NEEXT Engineering revendique un ancrage fort dans le territoire. Dès sa création, l’équipe s’est constituée autour d’un financement participatif local, réunissant 420 000 euros auprès de 120 personnes pour lancer l’activité. Aujourd’hui, l’entreprise emploie une quinzaine de personnes, toutes issues ou presque du bassin industriel belfortain. Mais sa visée est mondiale : améliorer le rendement énergétique des installations industrielles partout où cela est possible. Pour cela, elle s’est récemment associée à Enogia, une autre pépite française spécialisée dans les microturbines, pour construire un démonstrateur commun.

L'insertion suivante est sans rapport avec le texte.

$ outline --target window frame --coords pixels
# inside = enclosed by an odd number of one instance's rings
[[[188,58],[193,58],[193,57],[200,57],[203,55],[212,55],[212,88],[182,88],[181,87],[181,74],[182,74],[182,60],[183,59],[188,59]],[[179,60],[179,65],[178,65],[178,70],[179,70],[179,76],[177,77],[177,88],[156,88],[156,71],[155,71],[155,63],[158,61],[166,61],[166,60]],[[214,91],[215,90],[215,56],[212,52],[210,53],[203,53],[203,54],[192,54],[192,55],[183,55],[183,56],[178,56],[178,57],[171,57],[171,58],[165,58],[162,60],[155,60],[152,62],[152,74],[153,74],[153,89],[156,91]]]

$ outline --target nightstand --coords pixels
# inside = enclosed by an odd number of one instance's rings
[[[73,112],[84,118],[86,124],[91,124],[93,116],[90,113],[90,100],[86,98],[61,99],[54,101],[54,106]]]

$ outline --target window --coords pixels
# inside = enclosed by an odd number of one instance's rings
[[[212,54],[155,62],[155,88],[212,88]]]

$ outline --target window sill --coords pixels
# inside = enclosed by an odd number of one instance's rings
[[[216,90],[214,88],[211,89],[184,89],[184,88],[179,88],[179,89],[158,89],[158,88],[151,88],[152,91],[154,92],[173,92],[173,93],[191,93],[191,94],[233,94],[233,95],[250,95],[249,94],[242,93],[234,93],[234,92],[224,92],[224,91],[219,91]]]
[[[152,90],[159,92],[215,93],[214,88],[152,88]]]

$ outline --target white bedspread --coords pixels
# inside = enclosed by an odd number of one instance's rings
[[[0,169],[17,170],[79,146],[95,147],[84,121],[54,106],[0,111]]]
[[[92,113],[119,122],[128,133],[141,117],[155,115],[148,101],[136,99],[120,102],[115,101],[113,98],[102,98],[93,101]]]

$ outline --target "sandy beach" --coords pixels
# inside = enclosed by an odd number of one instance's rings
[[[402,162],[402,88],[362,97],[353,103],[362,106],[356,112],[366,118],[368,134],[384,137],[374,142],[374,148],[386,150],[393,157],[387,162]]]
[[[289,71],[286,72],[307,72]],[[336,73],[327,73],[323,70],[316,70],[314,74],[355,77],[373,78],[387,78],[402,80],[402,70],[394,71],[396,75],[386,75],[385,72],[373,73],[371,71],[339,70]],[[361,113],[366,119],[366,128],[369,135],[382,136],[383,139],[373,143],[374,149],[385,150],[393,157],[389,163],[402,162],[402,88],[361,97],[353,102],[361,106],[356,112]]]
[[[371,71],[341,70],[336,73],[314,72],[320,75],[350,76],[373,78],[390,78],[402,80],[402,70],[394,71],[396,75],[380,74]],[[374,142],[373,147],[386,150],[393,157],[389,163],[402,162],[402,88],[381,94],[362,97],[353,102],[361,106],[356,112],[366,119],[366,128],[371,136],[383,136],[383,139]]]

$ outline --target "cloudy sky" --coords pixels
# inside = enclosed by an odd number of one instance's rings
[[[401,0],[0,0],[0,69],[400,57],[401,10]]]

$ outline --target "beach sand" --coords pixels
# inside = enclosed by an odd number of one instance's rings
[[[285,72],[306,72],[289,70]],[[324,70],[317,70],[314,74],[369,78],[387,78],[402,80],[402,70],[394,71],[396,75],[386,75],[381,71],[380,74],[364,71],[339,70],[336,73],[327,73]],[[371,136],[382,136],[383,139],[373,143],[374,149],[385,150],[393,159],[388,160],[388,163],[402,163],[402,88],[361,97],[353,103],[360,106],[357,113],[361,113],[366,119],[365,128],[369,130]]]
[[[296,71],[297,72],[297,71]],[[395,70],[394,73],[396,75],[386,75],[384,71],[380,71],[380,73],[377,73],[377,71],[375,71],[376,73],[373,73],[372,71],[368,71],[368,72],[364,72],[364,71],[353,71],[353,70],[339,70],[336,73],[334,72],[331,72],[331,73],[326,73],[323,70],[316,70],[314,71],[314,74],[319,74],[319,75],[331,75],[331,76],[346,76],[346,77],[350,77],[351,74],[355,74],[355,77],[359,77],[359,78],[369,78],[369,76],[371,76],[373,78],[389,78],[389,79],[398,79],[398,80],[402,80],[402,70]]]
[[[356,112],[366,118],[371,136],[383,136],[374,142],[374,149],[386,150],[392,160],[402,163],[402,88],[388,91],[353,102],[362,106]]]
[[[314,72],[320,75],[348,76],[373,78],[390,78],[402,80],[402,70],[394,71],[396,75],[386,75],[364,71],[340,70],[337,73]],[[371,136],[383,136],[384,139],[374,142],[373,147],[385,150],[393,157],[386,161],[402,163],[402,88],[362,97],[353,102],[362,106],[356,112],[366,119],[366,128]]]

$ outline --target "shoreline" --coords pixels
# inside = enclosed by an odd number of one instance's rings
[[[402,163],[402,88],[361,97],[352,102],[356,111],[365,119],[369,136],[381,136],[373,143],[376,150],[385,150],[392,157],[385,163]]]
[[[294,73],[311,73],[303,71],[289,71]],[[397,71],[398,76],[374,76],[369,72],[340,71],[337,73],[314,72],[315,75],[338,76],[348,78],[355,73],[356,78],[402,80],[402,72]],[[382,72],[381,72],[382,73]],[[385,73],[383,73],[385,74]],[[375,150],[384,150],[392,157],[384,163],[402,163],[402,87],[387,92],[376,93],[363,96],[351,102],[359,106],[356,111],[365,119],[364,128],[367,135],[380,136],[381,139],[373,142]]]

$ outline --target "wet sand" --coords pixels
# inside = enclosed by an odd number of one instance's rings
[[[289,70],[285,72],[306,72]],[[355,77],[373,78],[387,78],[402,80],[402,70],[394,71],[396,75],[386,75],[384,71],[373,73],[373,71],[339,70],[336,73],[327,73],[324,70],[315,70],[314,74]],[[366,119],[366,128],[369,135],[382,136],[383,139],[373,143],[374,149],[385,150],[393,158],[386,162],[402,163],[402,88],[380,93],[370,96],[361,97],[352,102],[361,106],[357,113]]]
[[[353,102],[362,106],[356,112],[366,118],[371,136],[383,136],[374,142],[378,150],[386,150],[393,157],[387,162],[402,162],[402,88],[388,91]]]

« Si on gagne 30 % de rendement sur une centrale nucléaire, on économise plusieurs réacteurs à l’échelle nationale », insiste Jean Maillard. Le passage à l’échelle sera un défi. Il faudra vérifier la compatibilité des fluides avec les matériaux, assurer leur production à grande échelle, garantir leur innocuité pour l’homme et l’environnement. Mais le dirigeant reste confiant : « Le vrai verrou, c’est la capacité à piloter l’ensemble du système. Et c’est précisément là que nous nous positionnons ».
NEEXT ne se limite pas à être un intégrateur ou un fournisseur de solutions logicielles. Elle revendique une nouvelle approche de l’ingénierie énergétique, plus agile, plus rapide, fondée sur des outils modernes et une maîtrise fine des systèmes complexes. « Nos ingénieurs ont développé des compétences uniques notamment en modélisation des systèmes. Cette expertise est déjà recherchée, y compris par les acteurs du nucléaire », affirme Jean Maillard.
La société prépare une levée de fonds de 1,5 à 2,5 millions d’euros pour financer ses prochains développements et, à horizon 2027, un banc d’essai à haute puissance. À terme, elle pourrait également industrialiser une partie de ses systèmes, recréant ainsi une chaîne de valeur locale. « À Belfort, on peut concevoir de grandes choses avec des ingénieurs, et les construire avec des techniciens et des ouvriers. C’est ça, notre vision industrielle », conclut Jean Maillard.
[1] Le programme SPARTA de NEEXT Engineering est soutenu par son partenariat avec le laboratoire LRGP (laboratoire réactions et génie des procédés) du CNRS et Arabelle Solutions, filiale du groupe EDF et leader mondial des turbo-alternateurs pour centrales électriques.
[2] Chercheuse au Laboratoire réactions et génie des procédés (LRGP ), Silvia Lasala décroche une ERC Starting Grant pour son projet REACHER reposant sur l’étude théorique et expérimentale de ce nouveau moteur en 2022. Silvia Lasala obtient la Médaille de bronze du CNRS 2023.